What you need to know about the Internet
Our products can be used in ways that don't require much knowledge about the internet. You can just type in the address of the server you're connecting to, open an SFTP window and start transferring files. However, if you will be using the more advanced features of our products, such as tunneling, you will need to understand the basics of how the Internet is structured. This guide is an attempt at relaying some of that understanding.
This guide is composed of the following sections:
- IP addresses
- DNS names
- Types of IP addresses and subnets
- TCP and UDP
- Direction of TCP connections
- Connecting to the internet from office
- Connecting to the internet from home
- Dynamic IP address issues
- Virtual servers - port forwarding at the router
Every computer connected to the internet has an Internet Protocol or IP address which identifies the computer on the internet. In the currently most widely used version of the Internet Protocol - version 4 - IP addresses are 4 bytes long and are expressed in the form nn.nn.nn.nn. Each nn is a number between 0 and 255.
When you connect to a web server to browse a web page, the DNS name of the web server, e.g. www.bitvise.com, is automatically translated by the software in your machine to an IP address in the nn.nn.nn.nn form. This address is then used to connect to the actual web server.
For example, the IP address of the server hosting fogbugz.bitvise.com at the time of this writing is 18.104.22.168. Our primary website, on the other hand, is hosted on several servers, and their IP addresses are 22.214.171.124, 126.96.36.199, 188.8.131.52 and 184.108.40.206.
In a Windows Command Prompt session, you can discover the IP addresses associated with DNS names using the nslookup command: e.g. 'nslookup www.bitvise.com'.
IP addresses are difficult to remember, so the internet provides a translation service which translates memorable names into associated IP addresses. This facility is called the Domain Name System or DNS. You use DNS implicitly every time you type in an address such as 'www.bitvise.com' - your browser asks your operating system for translation into an IP address, and the operating system either returns a cached result, or inquires with a DNS server operated by your ISP. This server in turn either returns a cached result or inquires with another DNS server.
No computer is directly connected to every other computer on the internet. Instead, each computer is a member of one or more subnets. Subnets, in turn, are connected to each other by machines called routers or gateways, which belong to multiple subnets, forwarding internet traffic from one subnet to the other and reverse.

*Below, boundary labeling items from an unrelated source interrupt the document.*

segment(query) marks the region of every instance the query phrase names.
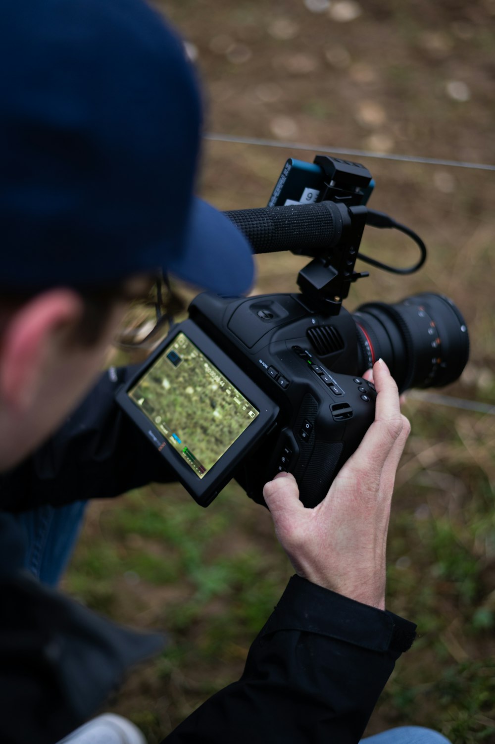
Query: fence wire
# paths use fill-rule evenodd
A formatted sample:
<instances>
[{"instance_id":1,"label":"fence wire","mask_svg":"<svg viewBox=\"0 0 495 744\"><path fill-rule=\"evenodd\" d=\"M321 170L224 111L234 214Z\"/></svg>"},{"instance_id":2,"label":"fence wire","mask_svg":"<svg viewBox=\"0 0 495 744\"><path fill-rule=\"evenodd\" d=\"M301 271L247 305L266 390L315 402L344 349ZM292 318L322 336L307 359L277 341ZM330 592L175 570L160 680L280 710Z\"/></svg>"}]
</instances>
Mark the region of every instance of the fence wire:
<instances>
[{"instance_id":1,"label":"fence wire","mask_svg":"<svg viewBox=\"0 0 495 744\"><path fill-rule=\"evenodd\" d=\"M236 143L238 144L258 145L262 147L278 147L284 150L303 150L313 153L330 153L335 155L351 155L358 158L376 158L380 160L396 160L404 163L421 163L427 165L444 165L456 168L471 168L474 170L495 170L495 165L488 163L468 163L460 160L444 160L441 158L422 158L413 155L394 155L386 153L374 153L366 150L352 150L345 147L328 147L319 144L307 144L304 142L280 142L278 140L263 139L257 137L240 137L235 135L223 135L210 132L205 134L205 139L215 142ZM454 398L450 395L438 393L425 393L420 390L410 390L407 397L415 400L421 400L435 405L446 405L451 408L469 411L472 413L495 416L495 404L464 398Z\"/></svg>"},{"instance_id":2,"label":"fence wire","mask_svg":"<svg viewBox=\"0 0 495 744\"><path fill-rule=\"evenodd\" d=\"M422 158L414 155L394 155L390 153L374 153L368 150L352 150L345 147L328 147L321 144L304 142L280 142L278 140L261 139L256 137L238 137L210 132L205 139L214 142L234 142L238 144L255 144L262 147L279 147L284 150L307 150L313 153L330 153L334 155L351 155L358 158L376 158L379 160L399 160L404 163L423 163L427 165L444 165L456 168L472 168L475 170L495 170L495 165L488 163L468 163L462 160L444 160L441 158Z\"/></svg>"}]
</instances>

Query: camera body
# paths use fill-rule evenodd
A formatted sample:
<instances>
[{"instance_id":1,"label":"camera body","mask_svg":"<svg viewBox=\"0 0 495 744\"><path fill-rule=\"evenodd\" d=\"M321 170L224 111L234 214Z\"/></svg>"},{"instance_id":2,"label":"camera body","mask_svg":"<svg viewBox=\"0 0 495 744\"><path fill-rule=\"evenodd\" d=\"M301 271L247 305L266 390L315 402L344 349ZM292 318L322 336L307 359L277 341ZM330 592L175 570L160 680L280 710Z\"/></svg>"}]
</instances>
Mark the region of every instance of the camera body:
<instances>
[{"instance_id":1,"label":"camera body","mask_svg":"<svg viewBox=\"0 0 495 744\"><path fill-rule=\"evenodd\" d=\"M367 275L354 266L372 183L358 164L332 160L315 158L324 187L316 188L313 167L311 187L302 193L303 199L323 194L322 205L296 205L287 196L306 178L290 161L272 198L276 203L281 194L290 205L226 213L256 252L282 250L289 241L293 252L313 257L299 274L301 292L199 295L189 318L117 394L202 506L231 478L263 504L264 484L283 470L294 475L304 506L316 506L374 419L377 394L360 376L365 369L381 356L402 391L445 385L467 362L464 319L443 295L370 303L354 315L342 307L351 283ZM378 222L385 218L375 213ZM424 253L416 266L399 271L416 270L424 260Z\"/></svg>"},{"instance_id":2,"label":"camera body","mask_svg":"<svg viewBox=\"0 0 495 744\"><path fill-rule=\"evenodd\" d=\"M301 295L267 295L232 300L204 292L193 301L189 315L189 319L176 326L162 341L126 390L119 393L121 405L141 425L191 496L202 506L208 505L232 478L248 496L263 503L263 487L281 470L293 473L305 506L319 503L334 473L357 448L374 417L374 388L357 376L357 332L352 317L342 312L334 318L331 327L334 329L335 350L331 350L328 341L328 353L319 357L308 334L316 337L330 327L325 325L324 318L308 312ZM216 385L218 374L216 382L208 374L208 385L201 394L203 401L208 399L208 403L202 405L201 402L191 402L194 410L188 412L189 400L185 391L190 387L189 382L194 385L194 380L198 379L197 368L194 368L193 360L187 377L181 382L172 380L170 378L177 373L177 368L165 353L174 347L174 339L180 339L182 334L194 339L201 351L205 350L205 339L208 339L207 358L220 376L243 394L243 398L237 398L238 403L229 401L230 411L224 412L222 405L222 399L226 398L225 385ZM173 360L175 355L181 356L179 369L184 376L189 359L180 344L172 352ZM223 354L230 362L228 369ZM162 368L157 372L157 362L160 365L160 360L164 359L165 368L162 361ZM202 368L204 363L199 365L199 370ZM160 393L163 390L163 393L150 405L150 396L142 385L139 388L138 381L146 378L147 371L153 370L156 371L150 388ZM163 389L164 374L176 393L182 394L182 401L175 406L173 413ZM249 390L246 375L249 380ZM135 390L137 394L130 397L127 391ZM180 438L181 446L190 442L191 437L183 433L185 420L180 422L181 416L191 421L191 417L199 412L193 428L201 431L205 441L211 441L217 427L225 426L225 421L231 417L231 409L237 412L245 400L260 410L266 425L255 432L255 425L258 422L251 422L241 434L244 441L240 456L231 457L231 445L226 453L229 456L221 457L202 478L191 478L189 464L185 464L185 469L177 448L167 446L176 442L174 434ZM135 403L139 405L139 401L142 403L138 411ZM216 411L220 411L220 415L215 418ZM175 420L171 420L174 417ZM158 426L156 418L161 419ZM165 426L163 421L167 422ZM238 445L240 440L235 443ZM200 444L188 446L195 456ZM179 470L178 465L181 466ZM185 479L185 475L189 477Z\"/></svg>"}]
</instances>

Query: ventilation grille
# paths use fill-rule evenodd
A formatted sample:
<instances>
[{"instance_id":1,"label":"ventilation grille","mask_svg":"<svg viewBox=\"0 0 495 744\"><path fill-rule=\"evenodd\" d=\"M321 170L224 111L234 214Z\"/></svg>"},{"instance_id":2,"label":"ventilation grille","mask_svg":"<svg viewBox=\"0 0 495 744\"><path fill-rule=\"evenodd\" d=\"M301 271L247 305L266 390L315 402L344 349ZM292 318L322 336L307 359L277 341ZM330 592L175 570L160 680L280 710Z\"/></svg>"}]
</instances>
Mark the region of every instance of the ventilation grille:
<instances>
[{"instance_id":1,"label":"ventilation grille","mask_svg":"<svg viewBox=\"0 0 495 744\"><path fill-rule=\"evenodd\" d=\"M311 326L306 331L306 336L319 356L342 351L345 345L333 326Z\"/></svg>"}]
</instances>

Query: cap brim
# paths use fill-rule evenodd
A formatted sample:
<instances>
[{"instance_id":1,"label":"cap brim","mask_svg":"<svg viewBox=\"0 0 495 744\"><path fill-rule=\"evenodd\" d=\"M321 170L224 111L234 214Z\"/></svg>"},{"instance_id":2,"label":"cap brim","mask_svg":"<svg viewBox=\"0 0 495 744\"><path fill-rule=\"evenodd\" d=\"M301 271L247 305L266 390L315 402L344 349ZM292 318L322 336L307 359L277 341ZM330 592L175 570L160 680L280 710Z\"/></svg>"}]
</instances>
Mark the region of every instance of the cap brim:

In order to successfully communicate with other computers throughout the internet, your computer must know what subnet it is part of, so that it knows what IP addresses are outside your local subnet and must be relayed through the gateway. In addition, your computer must of course also know the IP address of the gateway.
Typically, a subnet is a group of consecutive IP addresses, such as all IP addresses from 220.127.116.11 to 18.104.22.168. This is commonly expressed in either of two formats:
- The subnet mask format. Here, the subnet is expressed as 22.214.171.124 with subnet mask 255.255.255.0. The subnet mask indicates what bits of the subnet IP address indicate the actual subnet, and what bits are variable, indicating individual computers in the subnet. A byte consists of 8 bits, and 255 is 1111 1111 in binary. Therefore, 255.255.255.0 means that the first 3 bytes of the subnet IP address (11.22.33) indicate the actual subnet, and the last byte can be variable (and indicates computers in the subnet). If the subnet mask were 255.255.0.0, that would mean that the last two bytes are variable.
- The significant bits format. Here, the subnet is expressed as 126.96.36.199/24, which means subnet 188.8.131.52 with 24 significant bits. The 24 means that the first 24 bits of the subnet mask are 1, and all the following bits are 0. Thus, /24 is equivalent to a subnet mask of 255.255.255.0. /16 is equivalent to a subnet mask of 255.255.0.0. And because there are just 32 bits in an IP address, /32 indicates an IP address with no variable part: a fixed, constant IP address.
Our software expresses subnets using the significant bits format.
Types of IP addresses and subnets
There are three major types of IP addresses (or subnets) that you need to be aware of.
- Public IP addresses. Most IP addresses in the 32-bit address range have the purpose of uniquely identifying a computer on the internet. The IP address 184.108.40.206, for example, is a public IP address that uniquely identifies one of the servers hosting the www.bitvise.com website (and others). This is the type of IP address through which a server must be reachable in order to be accessible to computers throughout the internet.
- Private subnets.
Special ranges of the 32-bit IP address range have been set aside for
use in private networks, where the computers in such a network do not
need to be directly accessible from the internet as servers (but may
nevertheless access the internet through a gateway, as clients). These
- 10.0.0.0/8 (addresses from 10.0.0.0 to 10.255.255.255)
- 172.16.0.0/12 (addresses from 172.16.0.0 to 172.31.255.255)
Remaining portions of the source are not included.